Bronwen studied at Birmingham School of Jewellery gaining both a BA and an MA in Silversmithing and Jewellery. Since leaving in 1996 she has been making her metalwork inventions and range of jewellery from her workshop in Hereford. Inspiration for her pieces comes from comedy, mechanical components, symbols, text and more recently her children Eva and Fred where everything is a little more ‘rose tinted’. Words and narrative play an essential role in the thought process and co nstruction of the pieces; one word or phrase can spark off a whole range of ideas. The processes and techniques that she uses include etching, press-forming, patination, stamping, embossing and soldering. She works in both precious and non-precious metals and enjoys the diversity that gives her in her making practice. Bronwen aims to produce pieces that can be handled or worn on a daily basis. Each piece has a unique character that is further developed through the personality of the owner.

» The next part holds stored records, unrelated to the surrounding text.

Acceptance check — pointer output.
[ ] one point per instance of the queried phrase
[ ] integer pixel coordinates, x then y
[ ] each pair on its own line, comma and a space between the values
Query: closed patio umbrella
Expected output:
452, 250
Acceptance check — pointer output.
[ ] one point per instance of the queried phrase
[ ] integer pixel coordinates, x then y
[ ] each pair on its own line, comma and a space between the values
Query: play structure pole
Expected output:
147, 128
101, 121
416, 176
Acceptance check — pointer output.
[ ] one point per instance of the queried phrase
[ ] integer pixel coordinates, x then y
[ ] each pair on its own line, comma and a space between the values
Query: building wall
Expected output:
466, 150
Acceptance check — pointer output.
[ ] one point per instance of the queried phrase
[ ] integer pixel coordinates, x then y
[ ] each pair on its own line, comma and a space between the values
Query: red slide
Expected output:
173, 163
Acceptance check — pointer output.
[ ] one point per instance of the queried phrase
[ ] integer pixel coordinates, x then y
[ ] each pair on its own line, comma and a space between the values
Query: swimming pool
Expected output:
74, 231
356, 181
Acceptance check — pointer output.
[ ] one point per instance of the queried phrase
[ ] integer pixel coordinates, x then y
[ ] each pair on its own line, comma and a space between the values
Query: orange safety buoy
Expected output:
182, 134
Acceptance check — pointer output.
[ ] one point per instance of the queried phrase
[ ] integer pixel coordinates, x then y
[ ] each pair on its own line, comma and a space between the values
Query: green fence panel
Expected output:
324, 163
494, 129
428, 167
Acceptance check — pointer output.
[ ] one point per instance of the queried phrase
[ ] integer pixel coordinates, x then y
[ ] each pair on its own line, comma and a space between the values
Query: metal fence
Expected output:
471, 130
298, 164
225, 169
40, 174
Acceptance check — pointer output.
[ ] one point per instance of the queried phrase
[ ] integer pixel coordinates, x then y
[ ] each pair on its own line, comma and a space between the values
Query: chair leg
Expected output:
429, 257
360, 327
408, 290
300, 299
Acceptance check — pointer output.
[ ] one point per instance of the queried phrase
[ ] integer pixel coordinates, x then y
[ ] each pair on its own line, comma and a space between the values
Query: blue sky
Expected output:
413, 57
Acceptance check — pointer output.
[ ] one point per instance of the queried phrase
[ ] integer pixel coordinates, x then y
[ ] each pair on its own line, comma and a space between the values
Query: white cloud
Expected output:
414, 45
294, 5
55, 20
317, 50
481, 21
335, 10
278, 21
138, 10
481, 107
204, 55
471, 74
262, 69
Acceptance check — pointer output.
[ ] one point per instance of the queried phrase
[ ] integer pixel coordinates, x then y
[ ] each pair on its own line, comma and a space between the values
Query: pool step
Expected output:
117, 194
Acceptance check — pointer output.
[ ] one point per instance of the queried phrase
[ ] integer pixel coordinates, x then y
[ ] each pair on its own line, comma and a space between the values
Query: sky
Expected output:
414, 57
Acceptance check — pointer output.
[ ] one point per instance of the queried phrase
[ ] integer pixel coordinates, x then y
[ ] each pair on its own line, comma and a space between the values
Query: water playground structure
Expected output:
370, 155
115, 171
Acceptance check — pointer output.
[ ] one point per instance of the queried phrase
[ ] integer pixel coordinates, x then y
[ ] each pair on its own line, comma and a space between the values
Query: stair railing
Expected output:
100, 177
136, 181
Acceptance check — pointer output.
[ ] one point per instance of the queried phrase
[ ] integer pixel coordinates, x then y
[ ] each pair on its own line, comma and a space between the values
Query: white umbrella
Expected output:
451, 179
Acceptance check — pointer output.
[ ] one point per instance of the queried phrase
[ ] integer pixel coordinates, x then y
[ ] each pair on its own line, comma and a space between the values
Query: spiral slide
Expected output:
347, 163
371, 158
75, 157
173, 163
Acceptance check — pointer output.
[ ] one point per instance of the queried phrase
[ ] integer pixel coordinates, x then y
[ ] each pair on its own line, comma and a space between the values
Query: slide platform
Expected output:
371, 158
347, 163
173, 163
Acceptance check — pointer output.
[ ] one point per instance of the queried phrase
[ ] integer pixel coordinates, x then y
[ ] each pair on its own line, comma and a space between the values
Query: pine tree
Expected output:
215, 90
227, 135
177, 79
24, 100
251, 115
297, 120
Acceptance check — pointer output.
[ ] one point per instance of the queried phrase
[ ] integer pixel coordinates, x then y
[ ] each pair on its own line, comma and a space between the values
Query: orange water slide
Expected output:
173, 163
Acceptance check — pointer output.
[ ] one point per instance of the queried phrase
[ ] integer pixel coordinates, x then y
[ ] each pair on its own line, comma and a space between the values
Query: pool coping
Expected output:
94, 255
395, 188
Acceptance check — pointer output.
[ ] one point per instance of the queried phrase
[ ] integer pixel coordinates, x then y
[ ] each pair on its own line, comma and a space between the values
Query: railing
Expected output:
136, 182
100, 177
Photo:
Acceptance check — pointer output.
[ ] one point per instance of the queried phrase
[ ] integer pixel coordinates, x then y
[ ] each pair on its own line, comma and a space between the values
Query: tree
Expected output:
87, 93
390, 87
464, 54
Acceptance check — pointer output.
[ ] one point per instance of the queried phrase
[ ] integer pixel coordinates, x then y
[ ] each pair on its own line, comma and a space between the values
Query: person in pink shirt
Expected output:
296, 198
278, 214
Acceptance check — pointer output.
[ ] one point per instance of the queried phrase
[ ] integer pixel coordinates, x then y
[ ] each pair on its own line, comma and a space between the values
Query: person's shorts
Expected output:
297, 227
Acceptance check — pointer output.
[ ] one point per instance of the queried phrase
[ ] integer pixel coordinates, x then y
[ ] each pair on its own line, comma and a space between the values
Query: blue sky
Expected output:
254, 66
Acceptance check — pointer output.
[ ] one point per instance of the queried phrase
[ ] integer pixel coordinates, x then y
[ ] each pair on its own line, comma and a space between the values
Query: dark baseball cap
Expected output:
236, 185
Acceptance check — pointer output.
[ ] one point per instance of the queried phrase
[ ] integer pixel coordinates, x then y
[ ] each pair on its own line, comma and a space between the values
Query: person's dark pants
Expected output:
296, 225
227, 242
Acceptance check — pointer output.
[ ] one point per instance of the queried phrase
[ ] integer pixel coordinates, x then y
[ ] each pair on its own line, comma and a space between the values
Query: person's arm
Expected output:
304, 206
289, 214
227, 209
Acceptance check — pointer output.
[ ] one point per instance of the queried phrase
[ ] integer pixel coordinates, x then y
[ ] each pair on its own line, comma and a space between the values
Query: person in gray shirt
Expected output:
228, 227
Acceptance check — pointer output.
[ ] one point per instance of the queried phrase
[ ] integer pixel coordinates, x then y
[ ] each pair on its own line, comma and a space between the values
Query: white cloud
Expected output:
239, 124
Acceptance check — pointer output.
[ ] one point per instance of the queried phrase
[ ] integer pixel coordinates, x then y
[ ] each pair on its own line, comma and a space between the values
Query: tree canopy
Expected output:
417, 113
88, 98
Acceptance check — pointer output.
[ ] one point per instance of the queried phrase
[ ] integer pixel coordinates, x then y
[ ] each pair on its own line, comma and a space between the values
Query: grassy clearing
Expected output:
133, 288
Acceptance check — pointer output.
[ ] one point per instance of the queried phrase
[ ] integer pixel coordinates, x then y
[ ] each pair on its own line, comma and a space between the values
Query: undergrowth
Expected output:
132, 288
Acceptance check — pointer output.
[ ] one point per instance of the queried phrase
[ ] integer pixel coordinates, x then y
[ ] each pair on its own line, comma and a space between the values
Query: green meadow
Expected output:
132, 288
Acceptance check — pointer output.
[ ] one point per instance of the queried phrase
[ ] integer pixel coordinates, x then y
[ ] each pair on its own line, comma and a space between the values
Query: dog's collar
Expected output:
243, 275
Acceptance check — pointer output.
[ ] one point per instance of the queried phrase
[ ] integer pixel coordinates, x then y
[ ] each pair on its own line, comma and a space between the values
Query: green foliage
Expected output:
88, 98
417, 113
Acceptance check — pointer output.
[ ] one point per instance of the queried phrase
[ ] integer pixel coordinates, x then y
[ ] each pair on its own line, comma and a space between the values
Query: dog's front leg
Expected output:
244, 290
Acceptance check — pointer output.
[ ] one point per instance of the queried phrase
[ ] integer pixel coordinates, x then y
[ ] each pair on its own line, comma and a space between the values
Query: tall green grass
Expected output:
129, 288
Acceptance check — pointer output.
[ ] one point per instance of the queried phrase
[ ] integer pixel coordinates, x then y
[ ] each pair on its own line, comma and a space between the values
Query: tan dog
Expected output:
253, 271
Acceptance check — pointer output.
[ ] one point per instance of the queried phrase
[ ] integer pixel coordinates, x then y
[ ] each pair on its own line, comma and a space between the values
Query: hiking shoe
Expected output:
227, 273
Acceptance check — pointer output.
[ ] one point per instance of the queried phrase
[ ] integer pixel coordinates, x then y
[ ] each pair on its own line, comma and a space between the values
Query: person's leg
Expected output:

Deborah creates jewellery in-between craft and art. By combining porcelain with metal, she associates with traditional metal artisanship to introduce the novelty of seeing a porcelain piece as jewellery. Her work is carefully made by hand, therefore every piece is unique. The making of her jewellery is curated through a sequence of material processing and intricate handcraft techniques. The work shows the temperature from the materials and the maker’s hands. Her works are inspired by repetition, transformation, time and the minutiae that surround her. For her, jewellery is a wearable art piece that captures personal significance. Her Beneath collection challenges the tradition of colourful gemstones in fine jewellery by her subtle reimagining of pieces in white porcelain.
Louis Jane Wiseman
Lois is a Scottish jewellery designer based in Glasgow. Having grown up in the North East of Scotland, Lois draws inspiration from the scenic coasts and quaint harbours for which the area is famous. Her aim is to create fun, colourful jewellery in non-precious and precious metals. Lois’ main interest lies within the contemporary enamel field where she uses a combination of wet process and powder enamels on steel. Her love for blending traditional techniques, such as enamel and industrial processes such as welding, allow her to merge vibrant steel components and wire. This creates interesting 3 dimensional forms initially inspired by lobster creels piled up at harbours. Over time the edges of the steel will begin to rust, echoing the patina that naturally occurs when objects are exposed to a marine environment.